In the 3-section format of the Raga, Alap-Jor-Jhala, Jor and Alap can share similarities in its composition and rhythmic style. However, Jor contains distinctive features which makes it stand out in the Raga. Jor in comparison to the Alap, is usually slow in its introduction into the Raga, but continuously builds until it reaches a fast tempo. This allows a steady transition into the Jhala, as it continues the quickened beat set by Jor. Alap is solely defined by its free rhythm, whereas Jor is limited to its regular pulse following a simple beat pattern which can be elaborated in some cases. As the Raga progresses, Jor acts as the link between the Alap and Jhala as it applies the melody introduced in the Alap and expands it through to the Jhala.
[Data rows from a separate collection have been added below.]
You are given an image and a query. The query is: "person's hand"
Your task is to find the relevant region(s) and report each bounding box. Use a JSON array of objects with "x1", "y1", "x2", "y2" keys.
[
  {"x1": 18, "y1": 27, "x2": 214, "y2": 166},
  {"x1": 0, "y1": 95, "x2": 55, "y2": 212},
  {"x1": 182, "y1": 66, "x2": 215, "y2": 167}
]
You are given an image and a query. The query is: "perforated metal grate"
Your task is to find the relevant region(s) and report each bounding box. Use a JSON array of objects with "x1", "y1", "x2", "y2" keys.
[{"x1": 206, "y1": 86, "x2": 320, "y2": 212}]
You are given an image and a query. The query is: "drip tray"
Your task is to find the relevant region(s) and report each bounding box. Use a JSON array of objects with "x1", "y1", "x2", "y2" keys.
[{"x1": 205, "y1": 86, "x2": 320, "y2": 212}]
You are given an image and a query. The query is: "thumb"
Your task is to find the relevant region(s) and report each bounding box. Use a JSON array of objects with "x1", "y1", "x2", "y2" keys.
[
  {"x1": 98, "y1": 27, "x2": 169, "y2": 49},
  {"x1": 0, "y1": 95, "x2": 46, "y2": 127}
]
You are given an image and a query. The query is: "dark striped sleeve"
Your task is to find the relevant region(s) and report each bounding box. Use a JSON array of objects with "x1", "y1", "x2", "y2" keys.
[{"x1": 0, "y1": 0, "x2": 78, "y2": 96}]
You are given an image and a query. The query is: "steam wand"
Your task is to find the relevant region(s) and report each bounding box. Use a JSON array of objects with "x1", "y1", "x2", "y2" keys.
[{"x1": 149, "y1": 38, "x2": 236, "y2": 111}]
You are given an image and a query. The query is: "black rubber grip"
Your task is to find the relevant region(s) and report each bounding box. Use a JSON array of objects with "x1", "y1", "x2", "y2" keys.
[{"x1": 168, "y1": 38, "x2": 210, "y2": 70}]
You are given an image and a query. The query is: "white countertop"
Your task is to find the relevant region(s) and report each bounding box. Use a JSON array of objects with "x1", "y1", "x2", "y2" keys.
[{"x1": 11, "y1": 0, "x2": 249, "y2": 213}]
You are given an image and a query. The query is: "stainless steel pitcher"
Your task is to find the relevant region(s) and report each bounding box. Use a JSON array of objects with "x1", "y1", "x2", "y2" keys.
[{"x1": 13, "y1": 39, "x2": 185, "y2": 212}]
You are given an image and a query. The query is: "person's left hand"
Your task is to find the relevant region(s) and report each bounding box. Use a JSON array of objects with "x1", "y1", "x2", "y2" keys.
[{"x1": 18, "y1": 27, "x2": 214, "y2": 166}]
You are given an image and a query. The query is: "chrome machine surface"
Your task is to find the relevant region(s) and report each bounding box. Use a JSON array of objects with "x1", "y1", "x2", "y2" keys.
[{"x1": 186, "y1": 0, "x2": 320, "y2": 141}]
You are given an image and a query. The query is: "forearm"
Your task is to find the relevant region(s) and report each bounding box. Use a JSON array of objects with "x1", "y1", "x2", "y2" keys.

The utilisation of Gamak throughout Jor, which consists of a pattern of three notes exploring a wider range or octave. Another difference between the two opening sections is the freedom granted to Jor as it moves between different pulses and speeds, whilst still focusing on certain smaller parts within the song.

=== Transition ===
The transition between the three section, alap-jor-jhala, is continuous and each part builds from its predecessor.  Jor (literal meaning, "join") acts the second introduction after the alap, within a raga performance. It follows a similar structure to alap, with a shift in rhythmic style. As the Raga transitions into the Jor, the pulse is introduced by the melody instrumentalist. The Jor utilises the features of scale and patterns in the previous section (Alap) and improvises to create a new variation of these features. During jor, the performance must maintain a steady pulse with the exclusion of drums, which remains the same throughout Alap, Jor and Jhala.

In musical notation, jor follows the same notes as alap, with a constant steady beat between each. Narayan states that Jor is the "faster portion of alap, with rythmn," but deviates from Alap through its ability to concentrate on smaller sections or notes throughout the Raga. The distinction between alap and jor is made between the increase in regularity in the jor in comparison to previous alap section. Similarly, the basic sound sequence in this section is formed by chikari events to evoke a prominent timbral-rhythmic pattern.  The relationship between the two, forms the definition of a bridge that is connected with the light characteristics of alap and followed by the controlled design of the raga, where the drums decide the join into the arrangement. The theme formed in the introduction of the Alap, is continued to Jor, where the drums and rhythmic beats are excluded, and the chosen melodic instrument is strummed at an accelerated pace or the performer increases the phrasing of each syllable.